Analysis: Defections played role in veto overrides

Sunday, September 15, 2013 | 7:32 p.m. CDT

JEFFERSON CITY — Fears of lost jobs and the possible closing of the Doe Run Co. prompted Missouri's Republican-dominated General Assembly to create a shield against large-dollar lawsuit judgments. Yet, overriding Gov. Jay Nixon's veto took willing Democrats to supplant defecting Republicans — not the hammer of a veto-proof GOP supermajority.

That pattern emerged with varying degrees during this past week's veto override session. Missouri Republicans control two-thirds of the House and Senate and theoretically can overcome a veto on the strength of their own numbers. But there were times when the ballyhooed supermajority still needed Democratic votes to offset wayward Republicans — especially in the House.

The Missouri legislature overrode Nixon's vetoes 10 times this past week. Just three passed with enough Republican support to ensure an override, but each of those also picked up at least some support from Democrats. Five vetoes were overridden by the bare minimum in either the House or Senate. House Republicans control 109 seats, which is the number needed for an override, and the Senate's 24 Republicans create a one-vote cushion.

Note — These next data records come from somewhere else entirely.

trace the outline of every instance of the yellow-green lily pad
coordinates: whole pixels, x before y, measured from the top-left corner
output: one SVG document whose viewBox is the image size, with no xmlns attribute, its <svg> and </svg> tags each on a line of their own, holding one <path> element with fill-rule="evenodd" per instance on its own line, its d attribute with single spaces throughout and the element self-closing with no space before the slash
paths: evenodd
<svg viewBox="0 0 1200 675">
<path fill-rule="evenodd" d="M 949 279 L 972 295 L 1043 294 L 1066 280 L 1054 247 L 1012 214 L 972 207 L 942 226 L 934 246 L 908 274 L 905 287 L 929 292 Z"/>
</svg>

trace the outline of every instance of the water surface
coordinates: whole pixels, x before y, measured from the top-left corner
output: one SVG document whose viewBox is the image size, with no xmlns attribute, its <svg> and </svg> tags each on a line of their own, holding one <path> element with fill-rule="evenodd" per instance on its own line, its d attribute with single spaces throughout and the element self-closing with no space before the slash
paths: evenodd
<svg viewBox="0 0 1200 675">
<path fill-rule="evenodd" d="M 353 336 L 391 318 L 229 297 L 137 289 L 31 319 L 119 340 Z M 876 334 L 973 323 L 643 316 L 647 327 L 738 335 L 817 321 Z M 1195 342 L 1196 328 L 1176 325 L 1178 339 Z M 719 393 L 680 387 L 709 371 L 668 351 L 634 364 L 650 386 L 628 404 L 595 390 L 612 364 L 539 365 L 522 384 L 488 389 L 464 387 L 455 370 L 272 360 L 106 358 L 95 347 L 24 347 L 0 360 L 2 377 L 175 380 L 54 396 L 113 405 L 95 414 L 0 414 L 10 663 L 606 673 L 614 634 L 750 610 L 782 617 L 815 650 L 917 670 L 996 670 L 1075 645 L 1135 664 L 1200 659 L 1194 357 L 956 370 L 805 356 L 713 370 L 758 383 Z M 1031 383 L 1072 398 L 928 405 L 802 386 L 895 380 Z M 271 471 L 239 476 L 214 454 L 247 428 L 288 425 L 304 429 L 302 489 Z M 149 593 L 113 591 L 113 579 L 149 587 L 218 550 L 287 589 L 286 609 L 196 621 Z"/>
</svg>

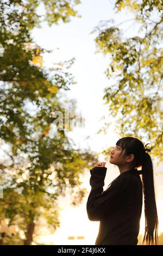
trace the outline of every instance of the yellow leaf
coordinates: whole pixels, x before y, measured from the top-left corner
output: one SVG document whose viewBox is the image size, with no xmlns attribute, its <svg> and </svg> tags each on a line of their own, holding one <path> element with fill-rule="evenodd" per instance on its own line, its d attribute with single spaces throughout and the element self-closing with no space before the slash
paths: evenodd
<svg viewBox="0 0 163 256">
<path fill-rule="evenodd" d="M 56 86 L 52 86 L 51 87 L 49 87 L 48 88 L 48 90 L 49 92 L 51 92 L 52 93 L 57 93 L 57 91 L 58 90 L 58 88 Z"/>
<path fill-rule="evenodd" d="M 43 58 L 42 56 L 40 56 L 40 55 L 37 55 L 37 56 L 35 56 L 34 57 L 34 58 L 32 60 L 32 62 L 34 65 L 38 65 L 40 66 L 42 66 L 43 64 Z"/>
</svg>

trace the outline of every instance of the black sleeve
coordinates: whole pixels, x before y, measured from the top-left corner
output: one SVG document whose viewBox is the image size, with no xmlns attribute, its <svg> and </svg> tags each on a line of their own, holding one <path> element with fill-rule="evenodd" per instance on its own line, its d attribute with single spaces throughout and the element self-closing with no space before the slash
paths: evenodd
<svg viewBox="0 0 163 256">
<path fill-rule="evenodd" d="M 128 175 L 122 175 L 116 179 L 110 186 L 103 191 L 106 169 L 96 167 L 90 170 L 91 190 L 86 203 L 87 214 L 90 221 L 99 221 L 104 218 L 110 211 L 125 204 L 125 200 L 130 194 Z"/>
</svg>

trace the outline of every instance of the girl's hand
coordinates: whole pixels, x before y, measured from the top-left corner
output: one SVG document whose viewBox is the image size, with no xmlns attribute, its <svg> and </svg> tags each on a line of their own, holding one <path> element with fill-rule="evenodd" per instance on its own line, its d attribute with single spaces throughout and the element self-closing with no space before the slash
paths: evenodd
<svg viewBox="0 0 163 256">
<path fill-rule="evenodd" d="M 105 167 L 106 162 L 98 162 L 95 163 L 94 167 Z"/>
</svg>

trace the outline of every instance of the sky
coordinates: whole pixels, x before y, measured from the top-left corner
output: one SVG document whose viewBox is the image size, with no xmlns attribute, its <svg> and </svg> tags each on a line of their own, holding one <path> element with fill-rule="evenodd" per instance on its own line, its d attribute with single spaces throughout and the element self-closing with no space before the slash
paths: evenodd
<svg viewBox="0 0 163 256">
<path fill-rule="evenodd" d="M 32 37 L 39 45 L 47 50 L 54 50 L 52 53 L 43 55 L 45 67 L 52 67 L 54 63 L 68 60 L 73 57 L 76 58 L 70 71 L 74 76 L 77 84 L 71 86 L 71 90 L 66 92 L 66 95 L 69 100 L 76 100 L 77 111 L 86 121 L 84 127 L 74 128 L 73 131 L 68 131 L 67 134 L 74 140 L 77 148 L 90 148 L 96 152 L 100 152 L 106 147 L 114 146 L 120 138 L 113 132 L 116 119 L 111 115 L 108 116 L 107 106 L 104 105 L 103 100 L 104 89 L 108 84 L 104 71 L 109 59 L 102 53 L 96 53 L 95 35 L 90 34 L 102 20 L 114 19 L 117 23 L 126 20 L 126 11 L 115 15 L 113 6 L 111 1 L 109 0 L 82 0 L 82 4 L 75 8 L 78 10 L 82 18 L 72 17 L 70 23 L 60 22 L 59 25 L 54 25 L 51 27 L 43 23 L 41 28 L 35 28 L 32 33 Z M 43 8 L 41 5 L 38 12 L 43 14 Z M 132 17 L 128 14 L 127 19 Z M 124 24 L 121 27 L 126 32 L 127 36 L 134 36 L 136 34 L 137 26 L 131 25 L 132 22 L 130 22 L 128 26 Z M 103 116 L 104 119 L 102 120 Z M 111 123 L 106 135 L 96 134 L 103 127 L 104 121 Z M 87 136 L 89 136 L 89 139 L 86 138 Z M 103 155 L 101 155 L 99 160 L 105 160 Z M 104 190 L 119 175 L 117 167 L 108 162 L 106 167 L 108 170 Z M 162 164 L 156 167 L 154 163 L 154 168 L 161 170 Z M 159 216 L 163 212 L 161 203 L 163 187 L 161 183 L 162 175 L 161 176 L 161 178 L 156 175 L 155 176 Z M 83 180 L 88 194 L 91 190 L 90 178 L 89 170 L 85 170 Z M 61 197 L 59 199 L 62 209 L 61 227 L 54 234 L 40 237 L 40 242 L 56 245 L 70 245 L 74 244 L 71 243 L 74 242 L 81 245 L 95 244 L 99 222 L 88 220 L 86 211 L 86 200 L 87 197 L 81 205 L 76 208 L 70 205 L 70 195 L 67 194 L 65 198 Z M 142 212 L 140 232 L 143 230 L 143 218 Z M 163 227 L 163 223 L 160 226 Z M 163 231 L 160 229 L 160 231 L 161 230 Z M 68 236 L 84 236 L 85 239 L 71 241 L 67 240 Z"/>
</svg>

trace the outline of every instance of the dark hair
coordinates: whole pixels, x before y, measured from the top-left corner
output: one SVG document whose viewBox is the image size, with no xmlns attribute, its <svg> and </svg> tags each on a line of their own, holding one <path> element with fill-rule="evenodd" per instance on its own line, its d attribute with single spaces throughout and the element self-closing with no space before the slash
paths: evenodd
<svg viewBox="0 0 163 256">
<path fill-rule="evenodd" d="M 144 196 L 145 233 L 142 243 L 146 241 L 147 245 L 156 245 L 158 240 L 158 218 L 154 192 L 153 163 L 150 155 L 145 150 L 147 144 L 144 146 L 142 142 L 137 138 L 124 137 L 120 139 L 116 145 L 122 147 L 121 154 L 124 149 L 125 156 L 131 154 L 134 155 L 133 168 L 141 167 L 141 171 L 138 172 L 142 174 Z M 150 149 L 146 149 L 151 151 Z"/>
</svg>

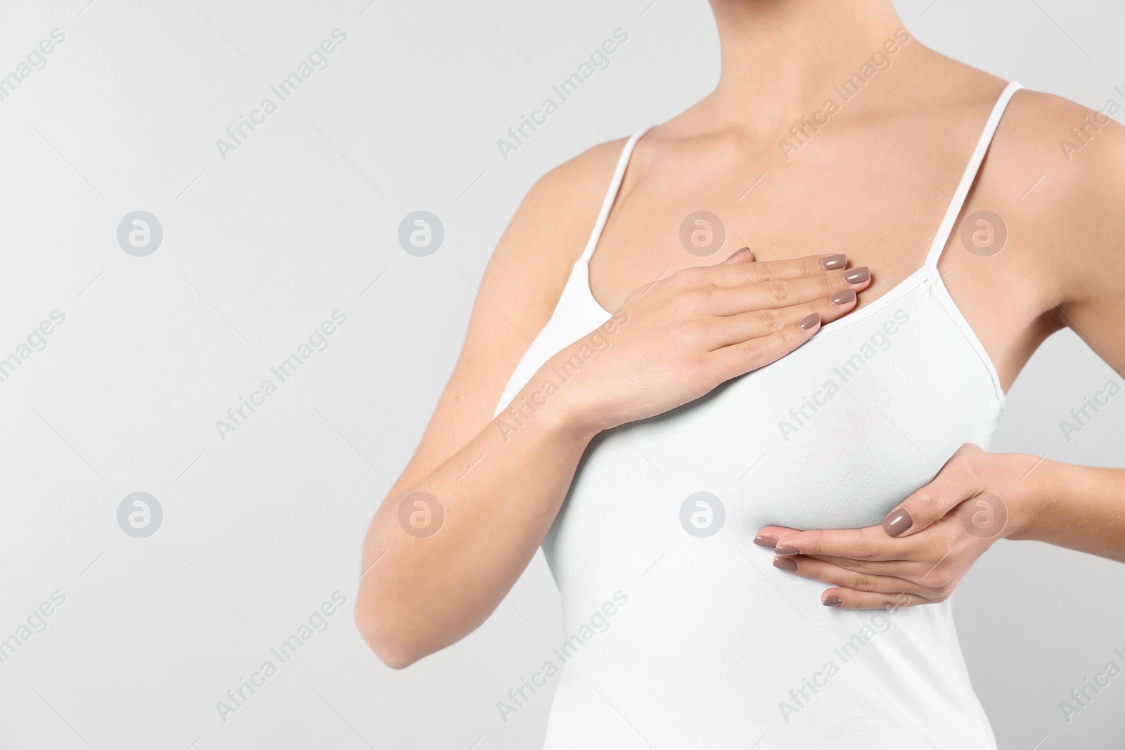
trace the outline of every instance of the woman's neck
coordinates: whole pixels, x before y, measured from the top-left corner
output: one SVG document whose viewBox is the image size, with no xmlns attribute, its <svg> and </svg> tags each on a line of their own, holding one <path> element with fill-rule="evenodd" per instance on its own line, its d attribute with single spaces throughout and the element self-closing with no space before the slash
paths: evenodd
<svg viewBox="0 0 1125 750">
<path fill-rule="evenodd" d="M 891 0 L 711 0 L 722 73 L 702 102 L 719 128 L 772 133 L 819 109 L 902 27 Z M 912 46 L 920 47 L 915 43 Z"/>
</svg>

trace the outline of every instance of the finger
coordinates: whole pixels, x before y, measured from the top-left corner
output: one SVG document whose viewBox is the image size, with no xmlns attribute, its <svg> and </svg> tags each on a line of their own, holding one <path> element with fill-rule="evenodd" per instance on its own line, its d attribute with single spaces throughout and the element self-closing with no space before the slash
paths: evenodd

For the Doe Run legislation, the override passed with 10 Democratic supporters and a one-vote cushion in the House as nine Republicans did not support the override. It cleared the Senate with three extra votes, as two Republicans who voted "no" were offset by four Democrats voting "yes."

Doe Run mines and smelts ore and recycles lead for new uses at eastern Missouri facilities that employee about 1,600 people. The company is facing numerous lawsuits and has said a costly jury judgment could drive it out of business. The legislation prohibits punitive damages related to mining sites that stopped operating before 1975 and for which the owners are making "good faith efforts to remediate such sites." If there are not such efforts, punitive damages will be capped at $2.5 million.

Several House Democrats also were substitutes for Republican "no" votes on legislation attempting to nullify some federal gun laws. The gun bill passed the House with 109 votes and was one vote short in the Senate, where the top two Republicans leaders voted to sustain Nixon's veto.

Various House Republicans broke away on bills that were overridden or sustained in tight votes, but the most prominent break was for a tax-cutting bill that fell well short of an override with no Democrats offsetting the loss of 15 Republicans.

The wrangling over this year's veto overrides made clear that the perfect party cohesiveness needed for Republicans to turn a House supermajority into an active veto-proof majority is not a certainty. But there also is no guarantee that House Democrats can hold their members in line long enough to capitalize on any GOP fractures.

House Minority Leader Jacob Hummel said his members can vote based upon their districts.

"We don't threaten our people. We don't twist their arms," said Hummel, D-St. Louis. "We try to keep our members informed and hope that they vote the right way. But at the end of the day, they have to vote their district, and we are not in the habit of punishing our members."

It might not count as punishment, but House Speaker Tim Jones said there could be "a bit of tough love" and "heart-to-heart" conversations with some Republican lawmakers. He said going too far risks weakening the veto-proof-majority hammer for the 2014 session.

"If I want to pass another tax cut bill or a labor reform bill or a tort reform bill, I will need 109 people potentially. If I don't maintain the trust and cooperation and support of my caucus, then you can just write off any veto override right now," said Jones, R-Eureka.

Among the Republicans that voted against an override was state Rep. Jay Barnes, an attorney who represents Jefferson City. He supported overriding the tax cut but voted against the gun legislation, the Doe Run measure and several others. That included a bill that ended up two votes short of an override and another that lost by a single vote.

Barnes said he considers his conscience and his constituents and that if there is an issue that would make the legislation a bad law, he votes against it.

"There is nothing Republican or conservative about flouting the constitution or immunizing the behavior of people who harm others," he said.